NAB attributes the tick down in activity to a modest fall in profitability of businesses, partly offset by an improvement in employment conditions.
The survey found conditions remain difficult for many industries, especially construction and manufacturing, but there are signs that consumers may have become less cautious in response to recent improvements in equity and housing markets, with recreation and personal services, retailing and wholesaling all improving in the month.
Alan Oster, chief economist at the NAB, told SmartCompany the survey basically found things are still tough.
“We were slightly surprised that confidence edged down because the equity markets are still up but now people are looking carefully at what is happening to their business rather than what is happening to global equity markets,” he says.
“It is a soft patch and you see that in domestic demand and it is not getting any better.”
Oster says the historic highs on Wall Street have been reflected in the Australian stock market but have not flowed through to business.
“You saw it in the local equity market, and that’s why confidence picked up in December and January but it has sort of gone sideways now,” he says.

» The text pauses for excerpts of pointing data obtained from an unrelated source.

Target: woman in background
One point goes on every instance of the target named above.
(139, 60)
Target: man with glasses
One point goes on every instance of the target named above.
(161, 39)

Oster says the survey found a “most concerning” slump in forward ordering with the index declining to its lowest level since May 2009.
Combined with still low capacity utilisation, stocks, employment and capital expenditure readings, the NAB survey found forward indicators imply little improvement in near-term demand.
“The worst part of the survey was forward orders, which fell very significantly,” he says.
“In terms of domestic demand you are looking at the second half of this year for any recovery; forward indicators say that business conditions are unlikely to be positive for the next three to six months. We are trying not to be too down in the mouth but this is reality.”